Diane 35 : fausse pilule, vrai problème

Ce médicament, autorisé par les autorités sanitaires comme anti-acné, a été largement prescrit comme contraceptif depuis les années 1980. Alors même qu'il présentait des risques importants.

Le médicament contre l\'acné Diane 35, souvent prescrit comme contraceptif.
Le médicament contre l'acné Diane 35, souvent prescrit comme contraceptif. (PHILIPPE HUGUEN / AFP)

"Il faut arrêter d'utiliser [Diane 35] comme contraceptif. Cette situation a assez duré." Lundi 28 janvier, le directeur de l'Agence nationale de sécurité du médicament (ANSM), Dominique Maraninchi, a annoncé des "décisions dans la semaine" concernant Diane 35 et ses génériques, responsables de la mort d'au moins quatre femmes en France. 

Mais pour certains, les autorités sanitaires se réveillent un peu tard : alors que Diane 35 est officiellement un médicament contre l'acné, elle est très largement prescrite depuis les années 1980 comme pilule contraceptive malgré des risques importants. Explications.

Un usage détourné et massif

En France, Diane a reçu son autorisation de mise sur le marché (AMM) en juillet 1987 comme traitement contre l'acné pour la femme. Sa notice, en ligne sur le site EurekaSanté (édité par Vidal), mentionne qu'elle "bloque l'ovulation et a donc un effet contraceptif", mais précise bien qu'elle "n'est pas indiquée dans la contraception orale".

C'est pourtant bien pour cet usage qu'elle a été massivement prescrite : en 2012, 315 000 femmes prenaient Diane 35, selon les chiffres de l'ANSM. Le nom comme le conditionnement du médicament, vendu sous forme de plaquettes estampillées des jours de la semaine, évoquent d'ailleurs instantanément une pilule contraceptive.

Le Dr Béatrice Guigues, vice-présidente du Collège national des gynécologues et obstétriciens français (CNGOF), interrogée par l'AFP, reconnaît l'existence d'une certaine "ambiguïté" autour de ce médicament. Selon elle, la dérive viendrait dans certains cas d'une volonté de faire "d'une pierre deux coups""L'indication était bien l'acné, mais comme il s'agissait de jeunes filles de 15-16 ans, certains dermatologues préféraient les envoyer [chez le gynécologue] pour un petit bilan", explique-t-elle. Sans compter "qu'il n'est pas toujours très facile à de très jeunes filles d'expliquer à leurs parents qu'elles prennent la pilule".

Des risques élevés sans contrôle adéquat

La prescription massive de Diane 35 est d'autant plus troublante que la balance bénéfices/risques semble mise en cause par certains chiffres. Côté bénéfices, pour traiter efficacement l'acné, elle doit être prise pendant au moins deux ans, selon le Dr Guigues.

Côté risques, elle multiplierait par 6,68 la probabilité d'accidents thromboemboliques (phlébite, embolie pulmonaire, accident vasculaire cérébral), qui peuvent être mortels dans certains cas, selon les données recueillies par Le Monde. Un niveau de risque qui la place au même niveau que les pilules de 3e et 4e générations, aujourd'hui sérieusement mises en cause après une série d'accidents graves. Et ce alors même  que "son efficacité contraceptive n'a pas été évaluée par des études cliniques comme pour les pilules", explique noir sur blanc la notice.
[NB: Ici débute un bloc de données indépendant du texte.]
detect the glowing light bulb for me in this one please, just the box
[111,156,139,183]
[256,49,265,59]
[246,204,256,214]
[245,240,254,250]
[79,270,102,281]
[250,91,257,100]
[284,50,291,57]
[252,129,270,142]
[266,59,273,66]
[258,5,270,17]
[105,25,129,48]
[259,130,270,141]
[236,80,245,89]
Même si le nombre de victimes recensées est sans commune mesure avec le cas du Mediator, certains n'hésitent pas à faire la comparaison avec cet antidiabétique prescrit comme coupe-faim pour des patients désirant perdre du poids. "On n'a pas vraiment tiré les conséquences de l'affaire du Mediator", lance ainsi Me Philippe Courtois, l'un des avocats de femmes s'estimant victimes de pilules contraceptives.

Le laboratoire Bayer pointé du doigt

Après les informations faisant état de quatre morts, le laboratoire Bayer, qui commercialise Diane 35, s'est défendu en expliquant que le risque de formation de caillots sanguins était "connu et clairement indiqué" dans la notice.

Mais sur le détournement du médicament comme contraceptif, les acteurs du dossier soupçonnent a minima le laboratoire de mauvaise volonté. Invité par l'ANSM à prendre les mesures nécessaires pour obtenir une AMM comme contraceptif, Bayer a fait la sourde oreille, révèle une enquête du Monde (article abonnés).

"Le prix est 7 ou 10 fois le prix d'une pilule", explique au quotidien Jean-François Bergmann, vice-président de la commission d'autorisation de mise sur le marché.  "S'ils traînent les pieds, c'est uniquement pour une raison marketing. On sait très bien que 99% des gens prennent ce médicament pour une visée contraceptive."